There were no dead animals after the observation period but in all animals an increased diuresis was observed. Therefore, the LD50 of the test item was determined to be >5000 mg/kg bw.

Acute inhalation toxicity:

Additional testing by inhalation route is not applicable as data for oral and dermal toxicity study were available. According to the REACH Regulation (EC) No 1907/2006, Annex VIII, 8.5.1 only information on two application routes needs to be provided, with test item administration via the most appropriate route. In addition, low inhalation exposure is expected due to the low vapour pressure of the test item.

Acute dermal toxicity:

An acute dermal toxicity study was performed with test item in Crl:(WI)BR rats, in compliance with OECD Guideline No. 402 and OPPTS 870.1200.

A limit test was carried out. A single group of male and female animals (n=5 animals/sex) was exposed to the test item at 2000 mg/kg bw by dermal route. The test item was applied in diluted form and left in contact with the skin for 24 hours, followed by a 14-day observation period.

No mortality occurred after the 24-hour dermal exposure to the test item in Crl:(WI)BR male and female rats during the study.

Neither male nor female animals treated with 2000 mg/kg bw of the test item showed behavioural changes and no systemic toxic signs were noted during the study. The test item caused dermal irritation symptoms as slight erythema in both sexes, between Day 1 and Day 3 in males and between Day 1 and Day 2 in females. Other dermal irritation symptom as wound was recorded in males between Day 3 and Day 6.

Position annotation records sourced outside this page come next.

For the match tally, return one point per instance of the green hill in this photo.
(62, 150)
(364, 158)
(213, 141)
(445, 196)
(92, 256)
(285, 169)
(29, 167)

Mean body weight development was within the normal range for male and female animals of this strain and age. The individual body weight of one female animal remained constant during the study period and no body weight gain was noted. The effect on body weight was considered to be test item related as the animal did not regain the original body weight during the study. The body weight development was undisturbed in other females.

No macroscopic alterations of organs and tissues referred to the systemic toxic effect of the test item were seen during the necropsy.

In this acute dermal toxicity study with the test item, the obtained acute dermal LD50 value was greater than 2000 mg/kg bw in male and female Crl:(WI)BR rats. On the other hand, it is to be noted that the test item caused dermal irritation response at the site of administration.

Justification for classification or non-classification

Classification, Labelling, and Packaging Regulation (EC) No 1272/2008
The available experimental test data are reliable and suitable for classification purposes under Regulation (EC) No 1272/2008. Based on available data on acute toxicity, the test item is not classified as acute oral or dermal toxic according to Regulation (EC) No 1272/2008 (CLP), as amended for the tenth time in Regulation (EU) No 2017/776.